High-Order Spectral Element Methods for Wave Propagation on ARM Multicore CPU with SME: Optimizations and Implications
Pith reviewed 2026-06-27 06:09 UTC · model grok-4.3
The pith
SME optimizations on ARM LX2 deliver 4-6× speedup for spectral element wave simulations and shift to higher polynomial orders.
A machine-rendered reading of the paper's core claim, the machinery that carries it, and where it could break.
Core claim
The optimized implementation improves full-application performance by 4--6× over the original code and delivers clear gains over optimized non-SME CPU baselines at fixed polynomial order. The results suggest that SME shifts the performance-favorable operating point toward higher polynomial orders along the dispersion-based iso-accuracy frontier, further reducing time-to-solution and working-set size.
What carries the argument
SME-aware batched small-matrix kernel for SEM tensor-product operators combined with dispersion-based iso-accuracy analysis of the (h,p) tradeoff
If this is right
- Full-application performance improves by 4-6× at fixed polynomial order compared to original code.
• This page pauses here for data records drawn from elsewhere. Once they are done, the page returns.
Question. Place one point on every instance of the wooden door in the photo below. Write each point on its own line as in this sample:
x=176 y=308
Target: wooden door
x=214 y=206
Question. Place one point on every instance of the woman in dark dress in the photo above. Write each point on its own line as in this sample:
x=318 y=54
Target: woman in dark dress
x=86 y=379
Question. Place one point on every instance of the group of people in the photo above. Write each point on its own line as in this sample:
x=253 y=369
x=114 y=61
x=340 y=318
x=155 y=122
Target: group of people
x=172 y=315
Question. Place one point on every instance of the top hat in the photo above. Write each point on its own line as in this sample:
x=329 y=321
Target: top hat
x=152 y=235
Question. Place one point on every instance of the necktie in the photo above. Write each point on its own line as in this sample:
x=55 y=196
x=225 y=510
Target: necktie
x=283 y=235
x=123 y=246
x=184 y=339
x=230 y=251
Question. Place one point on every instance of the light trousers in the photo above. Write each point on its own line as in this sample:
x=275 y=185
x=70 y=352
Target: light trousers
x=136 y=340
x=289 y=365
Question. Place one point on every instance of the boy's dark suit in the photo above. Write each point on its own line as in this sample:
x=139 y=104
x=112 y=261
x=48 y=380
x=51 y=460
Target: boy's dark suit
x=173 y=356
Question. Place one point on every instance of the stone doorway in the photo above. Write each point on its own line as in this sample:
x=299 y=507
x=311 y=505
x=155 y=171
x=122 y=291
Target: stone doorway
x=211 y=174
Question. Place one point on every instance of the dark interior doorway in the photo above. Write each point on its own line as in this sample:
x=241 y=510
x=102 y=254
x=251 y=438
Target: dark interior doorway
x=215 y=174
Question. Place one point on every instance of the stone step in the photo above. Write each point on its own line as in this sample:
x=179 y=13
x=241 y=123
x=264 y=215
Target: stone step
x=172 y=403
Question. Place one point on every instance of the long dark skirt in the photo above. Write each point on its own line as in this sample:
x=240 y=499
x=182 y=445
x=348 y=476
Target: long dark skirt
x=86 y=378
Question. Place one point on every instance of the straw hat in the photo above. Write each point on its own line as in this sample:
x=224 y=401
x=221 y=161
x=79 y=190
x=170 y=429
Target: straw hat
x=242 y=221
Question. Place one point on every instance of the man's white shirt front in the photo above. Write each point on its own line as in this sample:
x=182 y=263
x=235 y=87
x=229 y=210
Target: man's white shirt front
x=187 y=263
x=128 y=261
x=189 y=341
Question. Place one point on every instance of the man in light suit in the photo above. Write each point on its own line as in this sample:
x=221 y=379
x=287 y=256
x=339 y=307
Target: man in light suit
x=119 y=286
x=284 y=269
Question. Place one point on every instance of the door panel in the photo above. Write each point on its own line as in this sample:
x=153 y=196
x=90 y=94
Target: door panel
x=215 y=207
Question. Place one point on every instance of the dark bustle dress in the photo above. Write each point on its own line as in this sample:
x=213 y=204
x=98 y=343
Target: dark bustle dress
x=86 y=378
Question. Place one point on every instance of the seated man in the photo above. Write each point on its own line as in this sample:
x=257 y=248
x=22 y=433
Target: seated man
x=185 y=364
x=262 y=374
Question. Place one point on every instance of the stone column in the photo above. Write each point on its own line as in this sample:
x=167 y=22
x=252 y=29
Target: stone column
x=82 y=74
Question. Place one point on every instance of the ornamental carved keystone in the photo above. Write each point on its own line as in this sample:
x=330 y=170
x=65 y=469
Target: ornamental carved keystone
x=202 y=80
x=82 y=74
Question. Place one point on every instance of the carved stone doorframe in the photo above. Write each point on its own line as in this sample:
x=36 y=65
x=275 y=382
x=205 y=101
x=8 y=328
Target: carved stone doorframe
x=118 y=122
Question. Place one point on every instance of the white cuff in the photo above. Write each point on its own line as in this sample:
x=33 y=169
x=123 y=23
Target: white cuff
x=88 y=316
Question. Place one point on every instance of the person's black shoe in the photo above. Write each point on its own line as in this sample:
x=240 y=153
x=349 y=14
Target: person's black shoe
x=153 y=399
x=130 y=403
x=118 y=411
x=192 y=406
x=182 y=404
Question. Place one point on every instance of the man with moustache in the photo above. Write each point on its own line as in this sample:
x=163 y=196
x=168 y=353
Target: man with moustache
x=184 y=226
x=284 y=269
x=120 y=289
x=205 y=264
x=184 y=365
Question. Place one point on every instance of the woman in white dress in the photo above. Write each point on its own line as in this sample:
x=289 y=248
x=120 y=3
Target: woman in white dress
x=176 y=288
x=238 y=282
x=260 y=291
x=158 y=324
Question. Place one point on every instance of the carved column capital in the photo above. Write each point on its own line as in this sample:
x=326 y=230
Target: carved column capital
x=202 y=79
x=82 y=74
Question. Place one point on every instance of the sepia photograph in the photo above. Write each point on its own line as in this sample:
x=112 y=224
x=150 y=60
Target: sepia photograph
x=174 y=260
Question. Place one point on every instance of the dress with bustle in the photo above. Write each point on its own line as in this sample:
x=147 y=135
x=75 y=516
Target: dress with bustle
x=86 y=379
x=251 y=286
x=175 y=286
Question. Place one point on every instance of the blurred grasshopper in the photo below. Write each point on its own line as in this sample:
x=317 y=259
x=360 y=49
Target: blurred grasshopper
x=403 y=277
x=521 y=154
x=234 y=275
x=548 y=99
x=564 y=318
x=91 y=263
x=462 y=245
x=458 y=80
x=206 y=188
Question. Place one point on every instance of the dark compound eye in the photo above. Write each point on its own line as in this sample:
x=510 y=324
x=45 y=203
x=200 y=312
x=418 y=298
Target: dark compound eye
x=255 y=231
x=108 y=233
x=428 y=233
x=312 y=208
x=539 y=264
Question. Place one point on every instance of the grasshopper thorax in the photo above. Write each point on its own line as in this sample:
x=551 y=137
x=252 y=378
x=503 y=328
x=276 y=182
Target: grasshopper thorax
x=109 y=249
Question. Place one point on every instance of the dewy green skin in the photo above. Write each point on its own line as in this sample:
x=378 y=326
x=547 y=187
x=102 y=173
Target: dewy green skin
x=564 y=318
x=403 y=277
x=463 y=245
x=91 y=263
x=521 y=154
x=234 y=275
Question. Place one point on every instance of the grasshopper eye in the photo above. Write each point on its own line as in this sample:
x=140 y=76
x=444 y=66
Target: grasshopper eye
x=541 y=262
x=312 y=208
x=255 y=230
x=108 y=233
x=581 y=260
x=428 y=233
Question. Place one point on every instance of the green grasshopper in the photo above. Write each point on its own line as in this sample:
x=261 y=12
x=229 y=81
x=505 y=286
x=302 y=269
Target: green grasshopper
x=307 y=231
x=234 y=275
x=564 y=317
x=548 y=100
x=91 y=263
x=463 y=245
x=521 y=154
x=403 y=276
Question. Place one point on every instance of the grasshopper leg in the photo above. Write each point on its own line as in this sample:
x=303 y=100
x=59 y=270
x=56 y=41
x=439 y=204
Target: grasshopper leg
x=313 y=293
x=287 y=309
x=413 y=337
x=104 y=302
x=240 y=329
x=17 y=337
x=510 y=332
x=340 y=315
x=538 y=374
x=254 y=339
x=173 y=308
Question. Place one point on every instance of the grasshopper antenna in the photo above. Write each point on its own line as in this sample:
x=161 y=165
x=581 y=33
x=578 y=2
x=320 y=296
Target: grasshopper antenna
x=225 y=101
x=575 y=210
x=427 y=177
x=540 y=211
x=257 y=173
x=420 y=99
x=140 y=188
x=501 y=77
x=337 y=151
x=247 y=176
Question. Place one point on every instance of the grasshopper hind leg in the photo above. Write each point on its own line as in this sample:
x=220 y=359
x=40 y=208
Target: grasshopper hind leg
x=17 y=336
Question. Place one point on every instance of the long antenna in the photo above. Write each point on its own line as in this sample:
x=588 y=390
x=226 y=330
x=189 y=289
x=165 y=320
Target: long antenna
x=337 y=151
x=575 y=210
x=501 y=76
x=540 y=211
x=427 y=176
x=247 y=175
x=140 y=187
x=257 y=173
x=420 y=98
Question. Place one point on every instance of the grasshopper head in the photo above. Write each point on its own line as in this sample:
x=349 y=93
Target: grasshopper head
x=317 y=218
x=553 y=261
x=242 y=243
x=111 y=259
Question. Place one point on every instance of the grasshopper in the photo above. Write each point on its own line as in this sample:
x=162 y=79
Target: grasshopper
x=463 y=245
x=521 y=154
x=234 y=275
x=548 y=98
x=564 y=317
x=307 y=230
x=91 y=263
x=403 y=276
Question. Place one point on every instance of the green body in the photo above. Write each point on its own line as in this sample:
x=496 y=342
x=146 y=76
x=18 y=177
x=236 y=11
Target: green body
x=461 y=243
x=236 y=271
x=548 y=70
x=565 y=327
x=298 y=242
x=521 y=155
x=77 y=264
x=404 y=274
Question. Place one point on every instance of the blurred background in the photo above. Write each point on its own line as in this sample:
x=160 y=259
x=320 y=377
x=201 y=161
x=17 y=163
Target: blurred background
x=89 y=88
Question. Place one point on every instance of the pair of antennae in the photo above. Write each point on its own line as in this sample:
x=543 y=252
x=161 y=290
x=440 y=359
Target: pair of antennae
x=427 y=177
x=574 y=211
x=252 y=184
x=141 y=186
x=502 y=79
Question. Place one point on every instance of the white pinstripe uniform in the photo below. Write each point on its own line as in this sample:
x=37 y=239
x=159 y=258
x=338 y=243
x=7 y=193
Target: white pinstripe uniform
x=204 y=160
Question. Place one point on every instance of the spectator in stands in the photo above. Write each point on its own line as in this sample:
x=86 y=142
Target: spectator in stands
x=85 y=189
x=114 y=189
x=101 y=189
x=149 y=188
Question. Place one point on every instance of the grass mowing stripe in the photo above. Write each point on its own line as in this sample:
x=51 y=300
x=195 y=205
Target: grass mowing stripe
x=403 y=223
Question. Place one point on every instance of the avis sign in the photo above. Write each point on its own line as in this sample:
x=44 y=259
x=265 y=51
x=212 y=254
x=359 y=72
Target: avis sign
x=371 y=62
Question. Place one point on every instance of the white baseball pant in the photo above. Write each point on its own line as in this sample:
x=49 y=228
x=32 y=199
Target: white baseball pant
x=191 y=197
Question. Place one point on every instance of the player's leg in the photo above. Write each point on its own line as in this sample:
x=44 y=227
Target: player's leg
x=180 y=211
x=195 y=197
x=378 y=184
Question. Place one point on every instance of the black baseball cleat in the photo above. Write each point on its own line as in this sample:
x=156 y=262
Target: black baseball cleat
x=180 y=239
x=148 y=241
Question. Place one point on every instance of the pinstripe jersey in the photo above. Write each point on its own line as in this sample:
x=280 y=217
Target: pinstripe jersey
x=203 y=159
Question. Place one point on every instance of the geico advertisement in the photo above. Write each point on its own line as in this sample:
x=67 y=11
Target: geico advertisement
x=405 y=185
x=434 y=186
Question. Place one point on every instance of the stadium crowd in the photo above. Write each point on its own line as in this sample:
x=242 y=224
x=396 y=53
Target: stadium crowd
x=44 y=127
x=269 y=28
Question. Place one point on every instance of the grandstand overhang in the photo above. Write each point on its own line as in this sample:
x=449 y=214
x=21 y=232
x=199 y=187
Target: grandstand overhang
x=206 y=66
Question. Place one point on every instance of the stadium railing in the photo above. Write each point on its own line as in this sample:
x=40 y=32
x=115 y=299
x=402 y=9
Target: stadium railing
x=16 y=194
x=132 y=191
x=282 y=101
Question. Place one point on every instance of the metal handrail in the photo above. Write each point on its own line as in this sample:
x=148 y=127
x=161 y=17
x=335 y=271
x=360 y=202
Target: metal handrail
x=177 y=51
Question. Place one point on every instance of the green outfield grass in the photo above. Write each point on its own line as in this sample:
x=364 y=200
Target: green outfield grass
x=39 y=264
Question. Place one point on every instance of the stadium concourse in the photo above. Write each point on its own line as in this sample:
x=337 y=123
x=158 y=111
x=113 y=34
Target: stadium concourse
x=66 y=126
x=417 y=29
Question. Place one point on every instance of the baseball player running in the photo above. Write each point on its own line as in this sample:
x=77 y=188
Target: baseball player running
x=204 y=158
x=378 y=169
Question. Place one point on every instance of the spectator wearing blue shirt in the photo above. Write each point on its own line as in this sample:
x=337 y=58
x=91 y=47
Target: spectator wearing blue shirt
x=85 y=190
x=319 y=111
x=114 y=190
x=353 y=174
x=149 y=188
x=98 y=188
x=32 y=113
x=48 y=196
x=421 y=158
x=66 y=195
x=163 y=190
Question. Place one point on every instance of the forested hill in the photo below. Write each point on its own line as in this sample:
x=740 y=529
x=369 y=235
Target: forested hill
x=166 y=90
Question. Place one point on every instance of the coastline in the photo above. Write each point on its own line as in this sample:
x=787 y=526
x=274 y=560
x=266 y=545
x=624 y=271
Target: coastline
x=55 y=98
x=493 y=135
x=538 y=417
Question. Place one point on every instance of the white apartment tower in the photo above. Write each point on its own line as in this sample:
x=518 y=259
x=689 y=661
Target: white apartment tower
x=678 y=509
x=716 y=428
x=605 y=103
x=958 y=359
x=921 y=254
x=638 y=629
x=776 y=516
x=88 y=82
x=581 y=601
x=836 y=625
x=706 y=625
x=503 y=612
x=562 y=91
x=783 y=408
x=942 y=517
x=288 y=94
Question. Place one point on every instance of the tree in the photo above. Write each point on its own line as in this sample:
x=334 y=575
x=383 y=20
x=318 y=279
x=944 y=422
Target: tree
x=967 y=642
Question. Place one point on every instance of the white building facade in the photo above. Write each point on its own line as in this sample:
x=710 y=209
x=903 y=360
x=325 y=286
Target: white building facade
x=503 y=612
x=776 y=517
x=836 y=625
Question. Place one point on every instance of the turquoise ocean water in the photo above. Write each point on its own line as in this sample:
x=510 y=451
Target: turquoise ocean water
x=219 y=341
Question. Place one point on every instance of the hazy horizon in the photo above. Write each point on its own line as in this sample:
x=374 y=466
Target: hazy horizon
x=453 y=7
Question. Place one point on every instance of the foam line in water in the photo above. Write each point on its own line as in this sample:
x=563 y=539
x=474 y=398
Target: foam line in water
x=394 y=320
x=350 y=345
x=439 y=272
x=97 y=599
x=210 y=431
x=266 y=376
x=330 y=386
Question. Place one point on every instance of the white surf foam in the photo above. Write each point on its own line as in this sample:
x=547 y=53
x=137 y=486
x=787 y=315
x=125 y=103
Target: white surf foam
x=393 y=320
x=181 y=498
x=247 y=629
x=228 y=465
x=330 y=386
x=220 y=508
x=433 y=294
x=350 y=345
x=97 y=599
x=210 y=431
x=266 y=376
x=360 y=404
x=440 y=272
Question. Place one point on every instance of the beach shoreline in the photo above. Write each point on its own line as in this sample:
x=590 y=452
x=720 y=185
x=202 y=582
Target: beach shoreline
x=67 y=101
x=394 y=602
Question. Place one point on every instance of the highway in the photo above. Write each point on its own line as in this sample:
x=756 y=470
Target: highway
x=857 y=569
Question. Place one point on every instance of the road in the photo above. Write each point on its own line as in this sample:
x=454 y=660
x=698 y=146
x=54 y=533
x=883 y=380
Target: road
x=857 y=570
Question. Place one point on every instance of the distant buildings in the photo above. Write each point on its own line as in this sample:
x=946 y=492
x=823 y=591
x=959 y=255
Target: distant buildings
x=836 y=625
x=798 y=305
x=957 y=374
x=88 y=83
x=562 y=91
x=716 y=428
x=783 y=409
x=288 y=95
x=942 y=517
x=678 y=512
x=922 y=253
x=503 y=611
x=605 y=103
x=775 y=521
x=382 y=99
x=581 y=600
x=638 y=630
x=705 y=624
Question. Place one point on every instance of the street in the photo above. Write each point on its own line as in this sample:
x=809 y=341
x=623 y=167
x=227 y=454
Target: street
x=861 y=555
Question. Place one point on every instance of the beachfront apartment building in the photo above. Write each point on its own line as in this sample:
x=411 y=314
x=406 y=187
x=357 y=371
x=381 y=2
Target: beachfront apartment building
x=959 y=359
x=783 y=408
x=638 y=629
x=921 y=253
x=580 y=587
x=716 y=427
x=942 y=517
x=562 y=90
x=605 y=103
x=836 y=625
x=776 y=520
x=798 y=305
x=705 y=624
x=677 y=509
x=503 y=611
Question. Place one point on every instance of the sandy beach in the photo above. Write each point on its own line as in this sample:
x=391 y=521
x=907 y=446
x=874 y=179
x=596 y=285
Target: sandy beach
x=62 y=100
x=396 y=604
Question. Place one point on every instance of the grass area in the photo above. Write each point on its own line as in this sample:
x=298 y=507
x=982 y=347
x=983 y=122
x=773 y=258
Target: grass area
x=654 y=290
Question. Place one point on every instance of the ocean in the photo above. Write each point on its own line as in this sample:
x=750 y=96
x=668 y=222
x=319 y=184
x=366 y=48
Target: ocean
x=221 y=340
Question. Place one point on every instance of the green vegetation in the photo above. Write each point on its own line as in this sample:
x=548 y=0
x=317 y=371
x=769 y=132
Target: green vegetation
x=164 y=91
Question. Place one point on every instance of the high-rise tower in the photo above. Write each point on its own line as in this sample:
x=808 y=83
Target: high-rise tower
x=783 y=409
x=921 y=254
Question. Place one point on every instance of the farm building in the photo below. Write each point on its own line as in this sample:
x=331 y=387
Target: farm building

- Clear gains over optimized non-SME CPU baselines.
- SME shifts the performance-favorable operating point toward higher polynomial orders.
- Time-to-solution and working-set size are further reduced.
- The practical discretization tradeoff for SEM changes on modern ARM multicore platforms.
Where Pith is reading between the lines
- This approach might generalize to other matrix-extension equipped processors beyond the LX2.
- Similar optimizations could affect discretization choices in other high-order methods like discontinuous Galerkin.
- Hardware features like SME may require rethinking standard performance models for PDE solvers.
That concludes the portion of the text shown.